Dempsey: Enforcement of financial aid policy detrimental to student education

Two years ago, financial aid in New York took a small step forward when policy-makers enacted the Excelsior plan that eradicated tuition for certain lower income students. In the fall 2018 semester, students learned that financial aid at Geneseo would be taking five steps back with the so-called “Students on Track” plan. 

The SOT program, to be implemented in fall 2019, will track students’ credits to determine whether they are “full-time” or “part-time,” according to the college’s webpage on the topic. With full-time status—12 credits of “degree applicable coursework”—students can access state financial aid. 

While students may still access certain federal financial aid programs if they do not hold what the SOT program considers full-time status, losing out on state financial aid such as the Excelsior program would sincerely hamper these students.

Although the basic system of full-time status as a requirement for state financial aid has been in place for years, the real problem in the SOT technology is the ability of the college to track and limit aid to only degree-applicable coursework. Specifically, the program would not count any coursework done exclusively for a second major or a minor as part of the necessary 12 credits—they would be counted as electives, useful only in the leftover space between the primary major, general education requirements and the 120 credits needed to graduate. 

The enforcement of this restriction could effectively prevent students from studying multiple disciplines over their four years at Geneseo and may lead to students sticking with majors that don’t align with their interests. 

The program has a certain logic to it. Policy-makers might believe that forcing students to stick to one major will help them in the long run by making them spend less time dawdling at college, leading them to focus on beginning their career with their chosen discipline. 

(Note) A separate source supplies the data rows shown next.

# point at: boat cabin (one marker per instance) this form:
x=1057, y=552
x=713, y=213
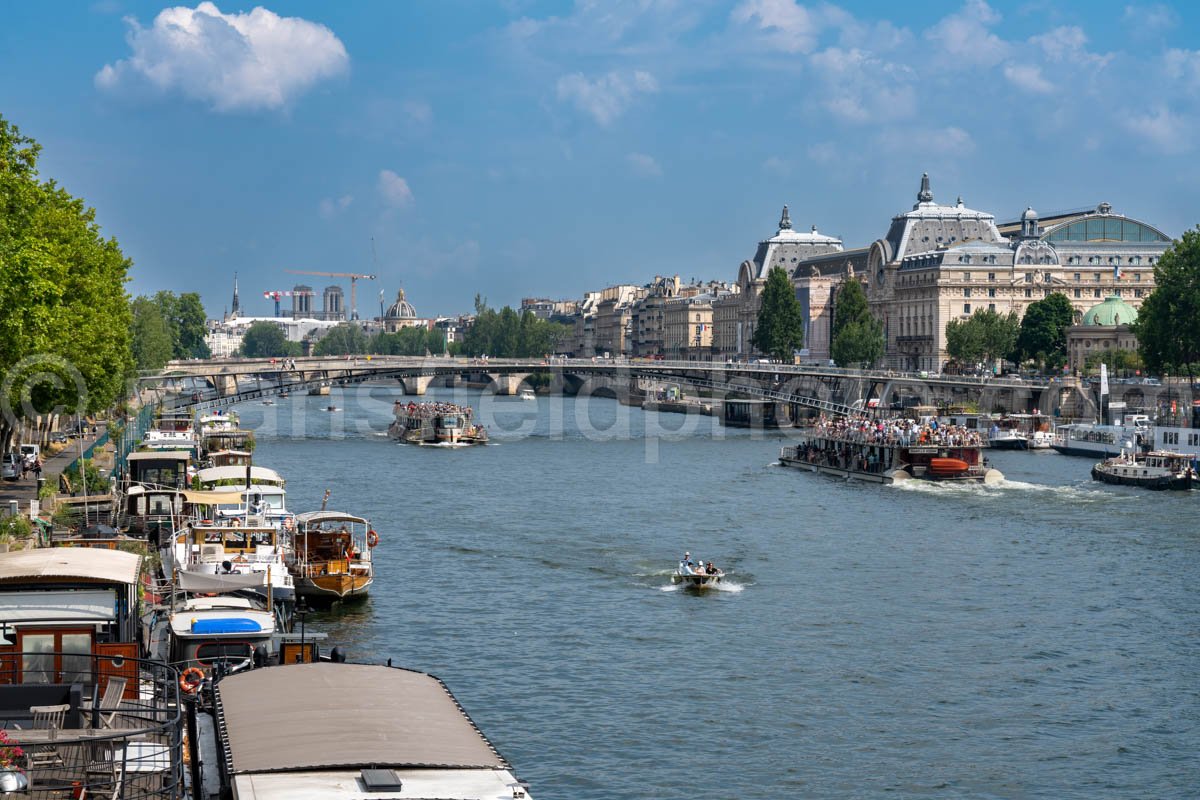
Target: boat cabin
x=60, y=607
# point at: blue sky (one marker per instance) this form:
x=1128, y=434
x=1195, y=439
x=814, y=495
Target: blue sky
x=526, y=148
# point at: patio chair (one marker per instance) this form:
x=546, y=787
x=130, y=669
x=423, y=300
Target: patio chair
x=112, y=701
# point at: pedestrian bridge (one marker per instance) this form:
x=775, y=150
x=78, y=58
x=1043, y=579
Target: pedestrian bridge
x=216, y=383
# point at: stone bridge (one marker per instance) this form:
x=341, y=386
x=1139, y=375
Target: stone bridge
x=227, y=382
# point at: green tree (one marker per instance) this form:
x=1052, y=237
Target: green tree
x=64, y=314
x=265, y=340
x=1168, y=337
x=1043, y=334
x=984, y=336
x=346, y=338
x=857, y=336
x=780, y=328
x=150, y=335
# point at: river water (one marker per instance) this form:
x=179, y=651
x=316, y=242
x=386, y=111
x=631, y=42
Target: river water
x=1035, y=639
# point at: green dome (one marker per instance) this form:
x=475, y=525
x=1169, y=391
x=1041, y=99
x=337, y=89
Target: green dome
x=1114, y=311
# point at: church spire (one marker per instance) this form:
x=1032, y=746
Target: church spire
x=925, y=194
x=785, y=222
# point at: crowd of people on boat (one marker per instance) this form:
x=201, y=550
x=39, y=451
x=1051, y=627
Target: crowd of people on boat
x=426, y=410
x=897, y=432
x=688, y=565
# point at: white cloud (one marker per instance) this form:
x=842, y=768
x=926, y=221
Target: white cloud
x=965, y=37
x=238, y=61
x=861, y=88
x=394, y=190
x=1027, y=77
x=643, y=164
x=331, y=206
x=786, y=25
x=606, y=97
x=939, y=142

But a key strength of four-year colleges like Geneseo is that they open students up to different ideas and values over the course of multiple years. Closing off that side of college to students with different financial situations and effectively restricting them to only one discipline creates an asymmetrical system. 

Many students could probably share their own stories of a shift in their degree plans in their first, second or even third year. As some students lose the ability to alter their discipline, their college education can become less valuable. 

If a student spends a year as one major before realizing they don’t really care about its material, they may not be able to find another discipline that fits them better given the new strictures. The liberal arts should be allowing its students to expand and discover, not simply follow whatever path is shortest.

The only students who could proceed under the new system as effectively as under the old system are those who have managed all their time successfully and who are completely confident in their career path. In other words, many college students won’t fit this model.

The fault in this change apparently lies at the feet of the law-makers who created the system rather than with the administrators who enforce it. Either way, Geneseo students should do what they can to advocate for a system that tries to give a commensurate education to all students regardless of their economic background.